竹の鼻の渡し
出典: フリー百科事典『ウィキペディア(Wikipedia)』 (2021/11/16 04:25 UTC 版)
橋が架けられる以前は「竹の鼻の渡し」と呼ばれた船一艘を有する私設の渡船場が橋のやや上流側に存在していた。いつから存在していたかは定かではないが、安永年間(1772年-1780年)には平賀源内が鉄や木炭の運搬に利用した河岸が渡船場に併設されていたことから、この頃までに存在していたと考えられ、大宮郷(現在の秩父市中心地)から上州や越後方面へと至る交通の要衝であった。渡船場は開設当初は寺尾側での管理であったが、後に大宮郷と共同で管理運営を行う様になった。

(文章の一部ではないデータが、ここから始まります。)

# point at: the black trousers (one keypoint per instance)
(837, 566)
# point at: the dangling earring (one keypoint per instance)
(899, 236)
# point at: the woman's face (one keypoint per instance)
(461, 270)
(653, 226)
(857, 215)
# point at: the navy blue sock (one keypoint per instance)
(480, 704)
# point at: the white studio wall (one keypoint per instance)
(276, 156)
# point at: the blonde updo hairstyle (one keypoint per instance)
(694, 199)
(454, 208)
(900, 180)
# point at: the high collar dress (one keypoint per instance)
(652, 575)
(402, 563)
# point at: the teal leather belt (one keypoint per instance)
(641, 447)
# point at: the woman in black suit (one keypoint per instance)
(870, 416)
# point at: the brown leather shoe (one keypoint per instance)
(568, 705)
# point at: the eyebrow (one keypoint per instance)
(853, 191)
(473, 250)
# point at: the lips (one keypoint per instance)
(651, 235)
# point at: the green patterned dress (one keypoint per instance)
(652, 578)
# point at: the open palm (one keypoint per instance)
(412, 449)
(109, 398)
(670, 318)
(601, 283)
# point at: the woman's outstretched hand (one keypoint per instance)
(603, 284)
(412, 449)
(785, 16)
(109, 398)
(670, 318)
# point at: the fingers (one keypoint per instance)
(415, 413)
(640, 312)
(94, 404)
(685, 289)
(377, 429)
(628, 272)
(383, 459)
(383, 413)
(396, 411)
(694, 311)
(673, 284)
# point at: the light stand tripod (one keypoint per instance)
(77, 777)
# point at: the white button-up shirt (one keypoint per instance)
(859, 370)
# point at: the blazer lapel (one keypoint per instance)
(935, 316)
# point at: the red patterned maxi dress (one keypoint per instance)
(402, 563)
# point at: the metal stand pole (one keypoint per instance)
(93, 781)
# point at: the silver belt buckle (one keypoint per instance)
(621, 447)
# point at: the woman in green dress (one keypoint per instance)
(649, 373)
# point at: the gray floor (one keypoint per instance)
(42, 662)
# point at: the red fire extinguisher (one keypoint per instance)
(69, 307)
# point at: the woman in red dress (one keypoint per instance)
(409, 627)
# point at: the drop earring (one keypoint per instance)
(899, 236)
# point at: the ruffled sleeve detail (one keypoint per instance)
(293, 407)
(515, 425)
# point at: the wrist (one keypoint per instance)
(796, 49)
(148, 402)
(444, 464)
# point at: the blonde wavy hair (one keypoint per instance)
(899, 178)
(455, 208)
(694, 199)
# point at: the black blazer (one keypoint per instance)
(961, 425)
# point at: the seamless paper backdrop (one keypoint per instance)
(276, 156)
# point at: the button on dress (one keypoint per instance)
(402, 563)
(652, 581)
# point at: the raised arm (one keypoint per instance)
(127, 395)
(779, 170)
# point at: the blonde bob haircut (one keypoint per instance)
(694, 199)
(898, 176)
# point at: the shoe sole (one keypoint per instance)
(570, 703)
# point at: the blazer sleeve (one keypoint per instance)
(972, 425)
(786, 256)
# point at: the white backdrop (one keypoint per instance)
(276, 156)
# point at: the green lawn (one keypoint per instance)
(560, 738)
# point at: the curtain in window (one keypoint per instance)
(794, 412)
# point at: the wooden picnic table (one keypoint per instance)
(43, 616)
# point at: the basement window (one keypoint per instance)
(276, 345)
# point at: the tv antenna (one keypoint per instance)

渡船料は1846年(弘化3年)の記録によると周辺の村から年に一世帯につき麦一升を納めたと記されている。冬場の減水期には長さ15間(約27.273メートル)、幅3尺(約0.909メートル)の土橋の仮橋が架けられていた。架設の際は秩父夜祭の前である11月25日に「祭り前の橋かけ」と称して仮橋の架設が行われ、「橋架けのお日待ち」と呼ばれる儀式も行われた。仮橋の撤去はお雛様は橋を渡らないとされたことから節句前に行われ、その際に「橋はずしのお日待ち」と呼ばれる儀式が行われた。また、夏場はこの渡船場付近で秩父川瀬祭の神事も行われた。この渡船場は武之鼻橋の開通により廃止された。現在右岸側に渡船場への道が存在している。